In 2005, at age 44, he had the first of two heart stents inserted to open up blocked arteries. In January 2008, he underwent triple bypass surgery.
"There is no coincidence in any of this," he said.
Woods recently participated in a study conducted by Dr. Mary Ann McLaughlin, cardiovascular health and wellness director of Mount Sinai Heart at New York's Mount Sinai Medical Center. McLaughlin's research is examining "a critical knowledge gap" the extent of kidney disease among 9/11 survivors.
"This far out from 9/11, it's amazing that there are disorders we're still finding, especially with cancer rates that may be starting to climb, since it takes many years from initial exposure to a carcinogen to have the actual impact," she said.

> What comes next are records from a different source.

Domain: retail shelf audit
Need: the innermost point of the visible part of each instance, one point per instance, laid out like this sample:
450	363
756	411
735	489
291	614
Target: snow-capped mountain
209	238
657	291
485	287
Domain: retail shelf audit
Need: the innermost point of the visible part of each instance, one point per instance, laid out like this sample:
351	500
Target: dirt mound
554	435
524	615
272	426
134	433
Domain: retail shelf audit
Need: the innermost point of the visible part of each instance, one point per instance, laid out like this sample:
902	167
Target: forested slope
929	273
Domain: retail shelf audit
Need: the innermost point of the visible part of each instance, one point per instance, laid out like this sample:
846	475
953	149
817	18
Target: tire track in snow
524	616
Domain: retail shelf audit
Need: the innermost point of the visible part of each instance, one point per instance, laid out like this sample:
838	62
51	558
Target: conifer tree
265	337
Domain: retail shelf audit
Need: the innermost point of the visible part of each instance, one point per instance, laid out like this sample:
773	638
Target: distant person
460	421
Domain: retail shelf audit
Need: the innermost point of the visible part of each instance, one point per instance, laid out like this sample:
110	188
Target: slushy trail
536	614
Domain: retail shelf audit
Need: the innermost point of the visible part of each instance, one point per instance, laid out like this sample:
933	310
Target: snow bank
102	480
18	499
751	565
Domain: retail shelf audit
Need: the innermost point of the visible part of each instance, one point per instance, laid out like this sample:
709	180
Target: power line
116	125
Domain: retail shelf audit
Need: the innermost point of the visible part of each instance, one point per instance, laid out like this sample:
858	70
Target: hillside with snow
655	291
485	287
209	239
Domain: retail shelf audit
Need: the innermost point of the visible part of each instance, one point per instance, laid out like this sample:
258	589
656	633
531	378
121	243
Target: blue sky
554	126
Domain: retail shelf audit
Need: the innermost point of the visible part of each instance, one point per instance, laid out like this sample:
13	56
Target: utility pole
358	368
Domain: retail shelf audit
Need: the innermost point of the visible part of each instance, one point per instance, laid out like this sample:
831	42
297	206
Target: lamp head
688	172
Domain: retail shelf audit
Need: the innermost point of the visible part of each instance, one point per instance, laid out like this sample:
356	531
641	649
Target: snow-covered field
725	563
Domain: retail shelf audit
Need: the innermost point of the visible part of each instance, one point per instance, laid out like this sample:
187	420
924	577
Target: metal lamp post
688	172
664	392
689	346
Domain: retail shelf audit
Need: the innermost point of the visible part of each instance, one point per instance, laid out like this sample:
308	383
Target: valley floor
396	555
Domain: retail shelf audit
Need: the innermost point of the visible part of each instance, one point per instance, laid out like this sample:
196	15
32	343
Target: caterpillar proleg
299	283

Autoimmune disorders such as lupus also have become increasingly diagnosed among survivors.
"Many patients complain of increase in allergies and dermatitis since 9/11, leading doctors and researchers to suspect that the symptoms are due to hyperactive immune reactions from being inundated with so much pulverized material," she said. "These are part of the things you start to see years and years after a disaster."
More than 71,800 first responders and 16,600 survivors currently receive treatment through the World Trade Center Health Program. And the numbers grow each month by the hundreds.
Woods hopes to raise awareness about heart diseases and other conditions not yet recognized by the health program, which provides free treatment to those with certified 9/11-related illnesses.
"There are so many diseases that took too long it took 14 years to recognize some cancers. People died prior to getting that recognition," he said.
Woods said the most difficult impact has been the reverberations on his family.
His daughters, who were 4 and 6 when he underwent bypass surgery, often feared they wouldn't come home to their dad after school. And Woods missed years of their basketball and softball games because of dialysis.
"My kidneys were destroyed by 9/11, but it's not a problem recognized officially," he said. "I can only talk for me, but recognition would give me validation."